I’m not eating anything off of that for a looooong time. (Photo courtesy of flickr user Ioan Sameli.)
A thought experiment, if you will: New York’s subways are not exactly known for their cleanliness. In fact, quite the opposite is true, and in a few weeks’ time, when the Straphangers release their annual Subway Shmutz Survey, we’ll know just how dirty our favorite subway lines are.
Last year, though, prospects were bleak. Only 47 percent of subway cars were rated as “clean,” and I have yet to see a subway car that I personally would consider, well, clean. Don’t even get me started with the stations. So while the Straphangers have urged the MTA to invest more resources into cleaning the cars, that ain’t happening anytime soon. So I present you instead with a hypothetical situation.
Throughout the rest of the world, big cities enjoy cleaner subway systems. London’s is clean; Moscow’s is clean; even the Metro in Washington, DC, has a reputation for cleanliness, nasty carpets and all. These systems are kept clean mostly because they shut down each night.
Every day, subway cars in most cities return home. They sit at the depots and are cleaned from top to bottom. Those with carpets are vacuumed; others are mopped and scrubbed. As the cars sit idle, the stations are far from empty. Cleaning crews descend into the depths of the subway and scrub away. Floors are swept and polished; garbage is collected.
But the citizens have to pay a price: There are few public transportation options late at night. Residents of London and DC scramble for those last trains out to the suburbs. Night owl bus service is a poor substitute for underground rail options, and taxi cabs are cost-prohibitive when compared to the price of a train ride.

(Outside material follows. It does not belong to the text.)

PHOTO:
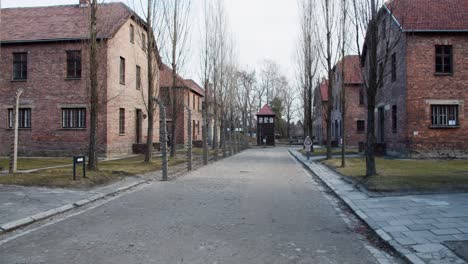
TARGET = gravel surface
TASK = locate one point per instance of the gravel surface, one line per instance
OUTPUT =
(259, 206)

So I ask: Should the New York City subway system shut down each night at, say, 1 a.m. and re-open four hours later for the morning commute? Would this improve the cleanliness of the system?
On the one hand, I am tempted to say, yes it would. A closed system would enable crews to work on cleaning the trains and stations. A closed system would also discourage homeless people — a big source of dirt and grime in the subways — from sleeping on trains night after night.
But on the other hand, a closed system is anathema to the essence of New York City. How could the Big Apple be the City That Never Sleeps if our subways are asleep? How could all the night workers — and there are a significant number of them — get home if the subways are closed? It seems that in a 24-hour city such as New York closing the subways is an impractical idea.
New York could choose to go the way of the WMATA in Washington. While the WMATA drew flack when police officers arrested a 12-year-old for eating one french fry in the Metro, this zero-tolerance policy got the point across. Few people risk the high fines for littering and eating in the system, especially as closed circuit cameras record the entire system. So maybe the MTA could institute a zero-tolerance policy for people who eat in the subway. It could help maintain at least some baseline level of cleanliness in an otherwise dirty system, and, hey, anything — even a ticket for someone “too busy” to eat elsewhere — is better than the current mess of the subways.